REPUBLIKA.CO.ID, SOLO -- Kota Solo kembali menggelar Festival Jenang Solo sejak kemarin hingga hari ini (23/2). Tahun ini Festival Jenang Solo terselenggara tak hanya dalam rangka ulang tahun Solo ke-269, tapi juga sebagai ajang penggalian dana bagi korban erupsi Gunung Kelud.
Dalam siaran pers yang diterima Republika, panitia festival mengatakan jenang merupakan bagian dari budaya masyarakat Jawa sejak zaman Hindu, berlanjut ke era Walisongo, hingga kini. Jenang pun selalu hadir sebagai simbol rasa syukur manusia kepada Allah.
Bagi masyarakat Jawa di Solo dan sekitarnya, ritual selamatan selalu disertai kehadiran jenang. Jenang tidak dihidangkan sebagai makanan pelengkap. Tapi juga simbol doa, harapan, persatuan, dan semangat masyarakat Jawa.
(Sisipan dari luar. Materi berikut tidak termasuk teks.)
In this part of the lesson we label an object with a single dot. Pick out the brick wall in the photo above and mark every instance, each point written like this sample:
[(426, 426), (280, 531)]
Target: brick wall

Festival Jenang Solo tahun ini merupakan festival ketiga. Temanya adalah 'Inspirasi 17 Macam Jenang yang Mengiringi Boyongan Keraton Kartasura ke Keraton Surakarta'.
Ketujuh belas jenang tersebut diantaranya, jenang abrit petak, jenang lang, jenang saloko, jenang manggul, jenang suran, dan jenang timbul. Jenang dalam bahasa Indonesia bisa diartikan sebagai bubur.
Festival Jenang Solo berlokasi di koridor Ngarsopuro Solo atau di depan Pura Mangkunegaran yang terletak di kawasan Jalan Diponegoro. Hari ini pada pukul 07.00 WIB, agenda diawali dengan memasak jenang bersama Indonesian Chef Asssociation Solo. Kemudian dari pukul 09.30 hingga 11.00 WIB, jenang yang telah dimasak akan dibagi-bagikan pada pengunjung festival. Kurang lebih sebanyak 17 ribu porsi jenang akan bisa dinikmati masyarakat Solo.